A dish suitable for a large autumnal gathering. One pumpkin will feed many. For preference, choose an organic one, with a whitish green skin that feels very hard; they’re often available from health-food shops and some supermarkets.
Well, yesterday was supposed to be the big day: My first real post about making a recipe from the cookbook. I had originally planned on making Duck Legs with Carrots on Sunday as I have made it before, but after seeing this recipe I changed my mind. The fact that the temperature in central Texas has plummeted was also a factor. So later in the day when I got a chance I rushed off to Central Market for my ingredients, envisioning a lovely evening dining on a nice hearty soup laden with bacon, a mammoth cup of hot buttered rum and a fire crackling in the hearth.

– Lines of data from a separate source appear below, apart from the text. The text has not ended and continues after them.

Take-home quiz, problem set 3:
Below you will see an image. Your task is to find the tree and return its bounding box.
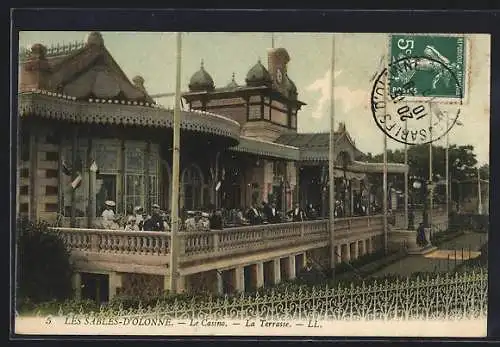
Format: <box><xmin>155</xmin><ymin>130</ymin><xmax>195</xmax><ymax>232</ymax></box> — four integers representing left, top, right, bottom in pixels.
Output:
<box><xmin>16</xmin><ymin>219</ymin><xmax>73</xmax><ymax>303</ymax></box>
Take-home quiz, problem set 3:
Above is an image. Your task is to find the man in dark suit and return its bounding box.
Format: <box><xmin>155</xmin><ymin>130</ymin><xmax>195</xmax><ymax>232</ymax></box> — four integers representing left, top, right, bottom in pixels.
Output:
<box><xmin>267</xmin><ymin>202</ymin><xmax>281</xmax><ymax>223</ymax></box>
<box><xmin>144</xmin><ymin>204</ymin><xmax>165</xmax><ymax>231</ymax></box>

Reality kicked me in the face when I realized that I was out of chicken stock after I got home. Making stock from scratch isn’t something that fits into 30 minute meals.
At one point I actually considered using some canned chicken broth. Whoever is reading this sure wouldn’t know or care. But a recent post on eGullet concerning Michael Rhulman’s new book, “The Elements of Cooking” perfectly embodies what I was feeling.
If his mantra ‚”How to perfect a good recipe: Do it over again. And again. Pay attention. Do it again.” strikes you as affected machismo, then the real world instruction “This is bullshit. Do it again.” is going to hurt your feelings. Far from being put off, I found the finger-wagging in Elements crucial in these days of Rachael Ray, Food TV’s paragon of the soft bigotry of low expectations. Book store shelves are groaning with books advocating half-assed technique, but finesse is vital and that essay may be the most important bit of information in the book. Finesse can be tasted in fine food and seen in the presentation, it’s what makes places like The French Laundry worth the expense, and it makes Thomas Keller’s cookbooks worth the hair pulling. The results are superior. It’s worth the care and attention to detail.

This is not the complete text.